El idilio se inició en 1960 con la visita de Jean Paul Sartre y Simone de Beauvoir a Cuba , ocasión en la que Sartre escribió en homenaje a su experiencia el libro “Huracán sobre el azúcar”, un libro en el que el autor no puede disimular la fascinación que le provoca esa revolución tropical liderada por jóvenes de cabellos largos y barbas rústicas que alternan el fusil con el libro de poemas y la decisión de matar con la voluntad de morir.
Después de Sartre, llegaron García Márquez, Pablo Neruda, Julio Cortázar, adhesiones que incluyeron en la Argentina a personajes tan poco sospechosos de izquierdismo como Ezequiel Martínez Estrada, Marta Lynch o José Bianco, cuya participación como jurado en un concurso de Casa de las Américas le costó una pelea con Victoria Ocampo y su renuncia a la dirección de la revista Sur.

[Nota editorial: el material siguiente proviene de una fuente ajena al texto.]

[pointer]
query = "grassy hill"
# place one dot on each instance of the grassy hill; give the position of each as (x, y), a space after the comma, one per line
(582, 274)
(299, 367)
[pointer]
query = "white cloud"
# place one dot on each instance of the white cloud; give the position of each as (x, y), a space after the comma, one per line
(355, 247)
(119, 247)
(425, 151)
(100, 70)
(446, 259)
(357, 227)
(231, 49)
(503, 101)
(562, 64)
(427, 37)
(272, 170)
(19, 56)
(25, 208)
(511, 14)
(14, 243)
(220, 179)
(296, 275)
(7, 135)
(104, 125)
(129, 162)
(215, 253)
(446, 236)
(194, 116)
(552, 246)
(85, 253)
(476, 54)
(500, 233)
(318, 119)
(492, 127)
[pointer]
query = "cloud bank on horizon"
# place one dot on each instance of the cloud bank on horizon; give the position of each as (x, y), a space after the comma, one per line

El romance con el mundo de las letras se interrumpió violentamente en 1971, cuando los comisarios políticos de La Habana encarcelaron al poeta Heberto Padilla y luego lo obligaron, al mejor estilo stalinista, a autocriticarse públicamente. Fue allí cuando comenzaron a salir las primeras solicitadas de quienes decidieron no tragarse semejante sapo o comportarse como los intelectuales de los años treinta, quienes callaron la existencia de campos de concentración en la URSS “para no hacerle el juego a la derecha”. Allí estaban entre los firmantes, Susana Sontag, Juan Rulfo, Alberto Moravia, Isaac Deutscher y, por supuesto, Sartre, que siempre terminaba condenando lo que en su momento había ponderado.

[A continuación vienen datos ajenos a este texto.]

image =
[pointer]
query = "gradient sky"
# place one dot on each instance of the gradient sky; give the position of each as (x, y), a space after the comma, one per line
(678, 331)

A todas esas acechanzas, Fidel las supo sortear con su habitual inescrupulosidad. Inteligente, ególatra, intuitivo, carismático, manipulador, sus virtudes se confunden con sus defectos y sus encantos con su perversión. En el camino fueron quedando no sé si los mejores, pero tal vez los más sinceros o débiles. Desde Hubert Matos y Camilo Cienfuegos -cuya muerte fue demasiado sugestiva para creer que fuera un accidente- hasta Carlos Franqui, Guillermo Cabrera Infante y la propia Haaydée Santamaría, participante de Moncada donde fueron asesinados su hermano y su novio y que terminó suicidándose, una decisión cuya dimensión política la propaganda castrista no pudo disimular.

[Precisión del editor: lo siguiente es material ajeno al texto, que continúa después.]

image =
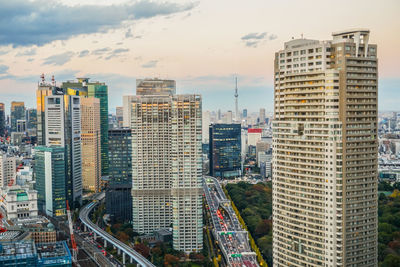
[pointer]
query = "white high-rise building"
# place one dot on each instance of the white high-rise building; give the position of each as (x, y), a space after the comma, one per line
(262, 116)
(325, 152)
(63, 129)
(167, 166)
(206, 124)
(7, 169)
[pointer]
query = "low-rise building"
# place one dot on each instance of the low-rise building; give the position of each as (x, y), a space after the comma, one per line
(18, 202)
(26, 253)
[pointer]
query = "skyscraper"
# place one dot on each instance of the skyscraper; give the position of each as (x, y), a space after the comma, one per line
(155, 87)
(166, 165)
(118, 192)
(262, 115)
(91, 143)
(325, 152)
(17, 113)
(31, 118)
(2, 119)
(244, 113)
(50, 180)
(119, 113)
(206, 124)
(83, 87)
(100, 91)
(63, 129)
(7, 169)
(44, 89)
(225, 150)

Fidel llega solo al final del camino, un destino inevitable para los obsesionados con el poder y la gloria. Su balance personal tal vez sea complaciente, pero el balance de Cuba es catastrófico. Seguramente a Fidel le importan tres pepinos qué será de Cuba luego de su muerte; pero le guste o no, Cuba lo sobrevivirá y corresponderá a los cubanos, a todos, a los de la isla y los del exilio, ponerse de acuerdo para organizar una salida que no será en clave comunista pero tampoco se realizará como piensan los voceros más desmesurados de Miami.